Michael B. Jordan was already ripped in Creed and Black Panther. But the 31-year-old wanted to go even bigger for Creed II, and his trainer, Corey Calliet, was there to help.

Three years after the release of the first Creed film, Jordan and Calliet felt like his character, Adonis Johnson, had grown up — and that his body should reflect that in the Rocky series continuation.

“As he evolved physically for his characters in Creed and Black Panther, that growth became a stepping stone and a building block to getting his body to where it is now,” Calliet tells PEOPLE.

Jordan started training for Creed II after Black Panther, which required a different kind of look.

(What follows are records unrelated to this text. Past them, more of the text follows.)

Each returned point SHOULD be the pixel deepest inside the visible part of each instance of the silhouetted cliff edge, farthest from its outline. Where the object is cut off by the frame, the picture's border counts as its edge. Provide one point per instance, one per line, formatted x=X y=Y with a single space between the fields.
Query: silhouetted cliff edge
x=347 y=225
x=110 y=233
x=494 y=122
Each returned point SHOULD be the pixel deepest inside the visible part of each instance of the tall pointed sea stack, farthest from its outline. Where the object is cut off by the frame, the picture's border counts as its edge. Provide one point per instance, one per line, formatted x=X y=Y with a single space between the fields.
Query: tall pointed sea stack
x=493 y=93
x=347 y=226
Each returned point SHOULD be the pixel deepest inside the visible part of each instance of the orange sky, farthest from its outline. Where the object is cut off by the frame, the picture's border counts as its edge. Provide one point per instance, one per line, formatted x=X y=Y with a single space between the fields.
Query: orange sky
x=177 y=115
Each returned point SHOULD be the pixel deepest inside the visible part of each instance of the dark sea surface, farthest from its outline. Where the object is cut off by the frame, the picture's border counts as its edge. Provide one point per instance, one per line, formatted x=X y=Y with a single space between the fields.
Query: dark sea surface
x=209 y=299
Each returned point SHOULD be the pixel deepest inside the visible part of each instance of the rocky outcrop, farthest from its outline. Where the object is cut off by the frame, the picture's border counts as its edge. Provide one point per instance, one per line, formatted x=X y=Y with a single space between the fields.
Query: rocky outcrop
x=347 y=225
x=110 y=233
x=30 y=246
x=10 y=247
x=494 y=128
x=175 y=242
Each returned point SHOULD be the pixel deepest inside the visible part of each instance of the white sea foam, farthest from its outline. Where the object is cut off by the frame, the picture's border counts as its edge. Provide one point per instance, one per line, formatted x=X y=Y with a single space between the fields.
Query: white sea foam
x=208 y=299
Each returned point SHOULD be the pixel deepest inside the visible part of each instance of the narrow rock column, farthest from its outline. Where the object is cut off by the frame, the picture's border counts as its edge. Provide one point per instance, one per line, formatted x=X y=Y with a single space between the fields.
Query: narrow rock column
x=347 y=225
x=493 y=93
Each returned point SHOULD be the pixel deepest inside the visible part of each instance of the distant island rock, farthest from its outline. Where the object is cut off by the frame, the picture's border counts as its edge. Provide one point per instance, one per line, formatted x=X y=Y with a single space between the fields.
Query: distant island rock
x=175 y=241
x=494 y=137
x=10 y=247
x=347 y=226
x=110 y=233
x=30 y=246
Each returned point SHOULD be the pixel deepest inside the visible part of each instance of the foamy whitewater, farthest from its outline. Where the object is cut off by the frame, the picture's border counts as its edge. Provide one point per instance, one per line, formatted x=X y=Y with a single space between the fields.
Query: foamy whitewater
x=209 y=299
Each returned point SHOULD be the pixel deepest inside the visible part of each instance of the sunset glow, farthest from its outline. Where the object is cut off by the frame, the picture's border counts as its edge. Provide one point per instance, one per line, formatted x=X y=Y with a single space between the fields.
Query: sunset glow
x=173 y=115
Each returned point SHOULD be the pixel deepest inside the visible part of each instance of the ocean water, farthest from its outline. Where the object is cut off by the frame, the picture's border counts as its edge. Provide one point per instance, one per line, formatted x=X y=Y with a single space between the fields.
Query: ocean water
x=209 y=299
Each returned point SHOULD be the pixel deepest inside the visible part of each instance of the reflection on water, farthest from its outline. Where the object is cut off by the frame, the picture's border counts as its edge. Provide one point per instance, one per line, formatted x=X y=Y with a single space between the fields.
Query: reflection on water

“We came off of Black Panther where he was doing more weight training to bulk him up, and looking much bigger,” says Calliet, who has worked with Jordan for about four years. “When we did Creed II, it was much different, and we did more boxing. We implemented everything we’ve ever done: We weight trained, we did plyometric work, and we boxed a lot more. It was much more boxing. His conditioning and his body were on point.”

To get into prime boxing shape, Jordan would work out six or seven times a week for two or three times a day, and each session would be something different. He might start the day with weight training, do cardio in the afternoon, and mix in his boxing workouts and choreography — which he did for about two hours a day — in between.

Luckily, Calliet says that Jordan is a “very much a natural athlete,” so his body could handle the intense training.

“Athletic-wise, there’s nothing that he can’t do,” Calliet says.

But the workouts only made up half of how Jordan got in fighting shape. Calliet also put him on a strict nutrition plan to fit each day of training and filming.

“I designed his diet, and I had a chef on set to cook his food,” Calliet says. “His basic diet was protein and carbohydrates for about five or six meals a day. You have your basic proteins — chicken, fish, turkey, steak — and then  carbohydrates like sweet potatoes, white potatoes, brown rice and white rice, depending on what I was trying to do. But his diet never stayed the same; it wasn’t like he ate the same exact thing for 12 weeks. His diet always changed depending on what he needed to look like and his energy levels and what the progress was.”

And while Jordan is a world-class actor and athlete, he still experienced moments of wanting to to ditch the healthy meals for junk food like everyone else.

“Who really wants to be on a boxing movie and be an actor and go to a workout and eat food that’s not as delightful as you want it?” Calliet says. “So yes, every day was a struggle, but that made him more mentally tough, which played out in the film.”

RELATED VIDEO: Michael B. Jordan and Sylvester Stallone Are at Odds in Creed II Clip

With the movie ready to debut on Thanksgiving, Jordan’s had a few months off from his diet and workouts until his next film — possibly Black Panther 2 — starts up. But Calliet says he wants to get Jordan in a real boxing ring if the Creed series continues.

“I think if we do Creed III and IV, we’re doing a prizefight right after,” he joked.